- Born: April 28, 1928 Lawrenceburg, Tennessee, U.S.
- Died: June 9, 2011 (aged 83) Northville, Michigan, U.S.
- Occupation: Car dealer
- Known for: Being the largest-volume Cadillac retailer in the country
- Spouse: Joyce Marie Massey ​ ​(m. 1945; died 1993)​
- Children: 3

= Don Massey (car dealer) =

Automotive dealer

Donald E. Massey (April 28, 1928 – June 9, 2011), known as the “Cadillac King”, was an American car dealer who owned a chain of automobile dealerships in the United States. At his peak, Massey was the largest Cadillac retailer in the country, accounting for approximately 6% of the brand's sales.

==Career==
===Dealerships===
Don Massey’s career started in construction in his home state of Tennessee. In 1955, he moved his family to the Detroit area and began selling cars. Massey was a natural salesman and by the late 1950s had been promoted to used car manager and then general manager at a Chevrolet dealership in Detroit. In 1961, Massey opened his own used car lot in Wayne, Michigan. About six years later, Massey bought part of the Beglinger Oldsmobile-Cadillac agency in Plymouth, Michigan, and it became Beglinger-Massey Oldsmobile-Cadillac. In 1974, Massey took over full operation of the business and the dealership was renamed Don Massey Cadillac. In 1978, the dealership was relocated to a brand new 54,000 square foot facility about a mile and a half east of the previous site. The new location would be the company's flagship store and by the early 1990s had become the most volume selling Cadillac dealership in the United States.

In the decades that followed, Massey would continue to acquire dealerships in Michigan and several other states. These included dealerships purchased in partnership with professional golfer Arnold Palmer. In addition to Cadillac, other brands sold at various Don Massey dealerships included Bentley, Buick, Chevrolet, Geo, GMC, Honda, Oldsmobile, Pontiac, Rolls-Royce, Saab, Saturn, and Sterling.

Massey retired in 2002 and sold his 16-store dealership empire to Sonic Automotive.

===Bid for DeLorean Motor Company===
In November 1982, Charles DeLorean, a Cadillac dealer in Lakewood, Ohio, and brother of John DeLorean, teamed up with Don Massey to try to acquire the assets of bankrupt DeLorean Motor Company. Their attempt was unsuccessful as a federal bankruptcy judge instead approved the sale to Columbus, Ohio-based Consolidated International.

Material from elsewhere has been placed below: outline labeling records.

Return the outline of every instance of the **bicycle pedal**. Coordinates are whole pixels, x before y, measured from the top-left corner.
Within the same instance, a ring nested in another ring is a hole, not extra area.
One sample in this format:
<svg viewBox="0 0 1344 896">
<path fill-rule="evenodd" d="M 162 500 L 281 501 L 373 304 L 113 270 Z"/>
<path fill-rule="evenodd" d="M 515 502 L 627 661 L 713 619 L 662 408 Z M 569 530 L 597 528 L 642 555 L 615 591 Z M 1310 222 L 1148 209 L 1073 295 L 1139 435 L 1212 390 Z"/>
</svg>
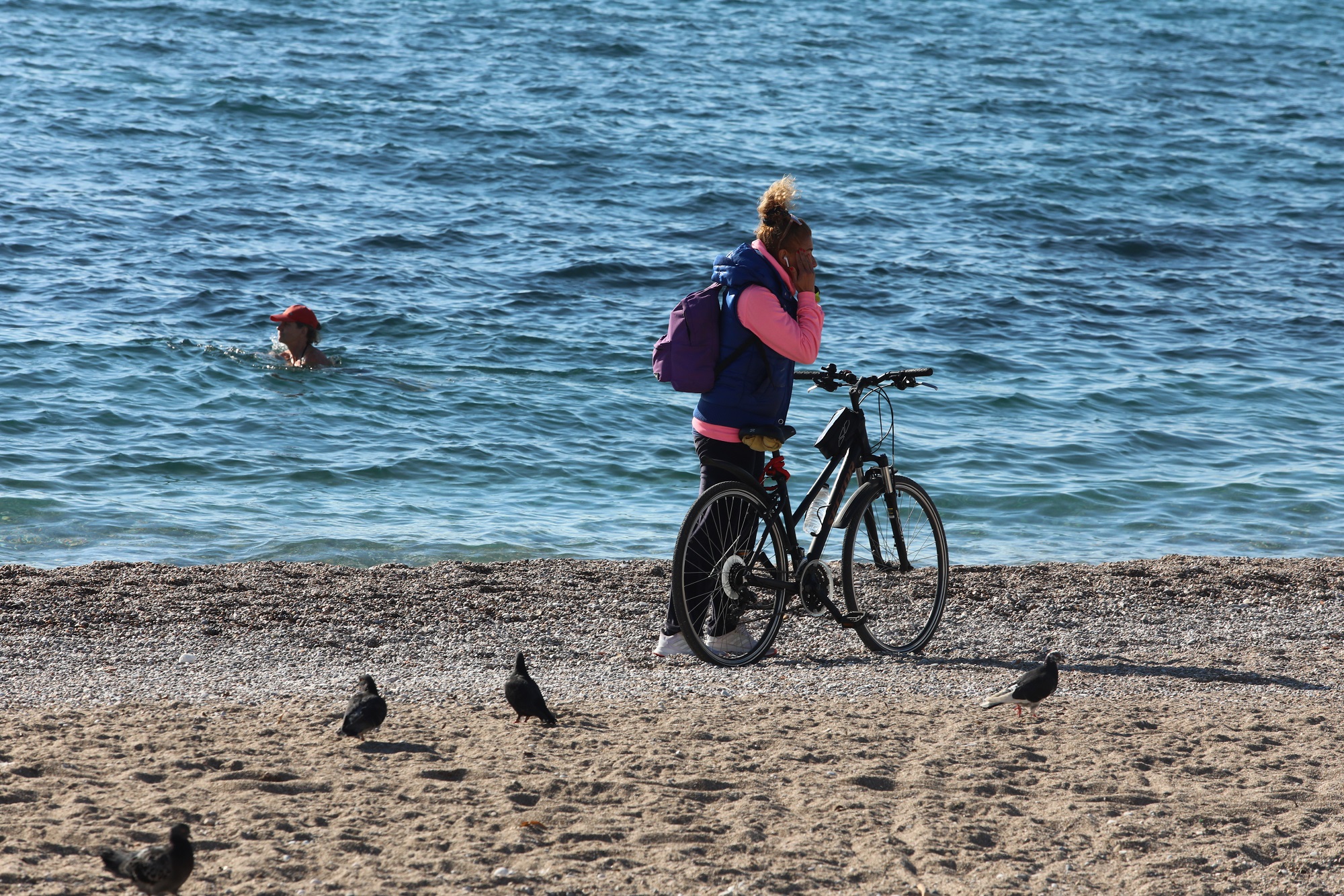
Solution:
<svg viewBox="0 0 1344 896">
<path fill-rule="evenodd" d="M 840 624 L 845 628 L 862 626 L 868 620 L 868 613 L 840 613 Z"/>
</svg>

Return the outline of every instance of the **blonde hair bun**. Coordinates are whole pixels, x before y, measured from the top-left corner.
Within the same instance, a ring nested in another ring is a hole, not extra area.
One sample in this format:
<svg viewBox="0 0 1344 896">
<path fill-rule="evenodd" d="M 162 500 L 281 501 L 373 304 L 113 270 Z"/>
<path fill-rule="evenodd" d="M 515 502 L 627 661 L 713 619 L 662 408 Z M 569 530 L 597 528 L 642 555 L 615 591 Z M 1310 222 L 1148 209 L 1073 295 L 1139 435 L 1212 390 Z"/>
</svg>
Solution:
<svg viewBox="0 0 1344 896">
<path fill-rule="evenodd" d="M 761 202 L 757 203 L 761 223 L 757 226 L 755 237 L 770 252 L 778 250 L 786 235 L 801 237 L 812 233 L 808 225 L 793 215 L 793 200 L 797 198 L 798 186 L 793 175 L 780 178 L 761 194 Z"/>
</svg>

==Last Cadillac Eldorado==
On April 22, 2002, the last Cadillac Eldorado rolled off the assembly line at the Lansing Craft Center assembly plant in Lansing, Michigan. The car was donated to the Cadillac Museum in honor of Don Massey.

==Philanthropy==
Massey created the Joyce and Don Massey Family Foundation in honor of his wife, Joyce, who was severely injured in an automobile accident in 1983. The foundation supports research, education and care for patients with traumatic brain injuries. In February 2015, the University of Michigan Health System named a new emergency critical care center in honor of Massey family.

At some point after 1986, the Massey family contributed to the establishment of the Joyce M. Massey Traumatic Brain Injury Unit at St. Joseph Mercy Hospital in Ann Arbor. After Joyce Massey's death, the family established a scholarship fund and a library in Mrs. Massey's name at Madonna University.

==Personal life==
Massey was married to Joyce (née Coleman) from 1945 until her death in 1993. They had three children. Massey died on June 9, 2011, at his home in Northville, Michigan, at the age of 83.

The Massey estate, which the family bought in 1997, was listed for sale in 2019 with an asking price of $3.5M.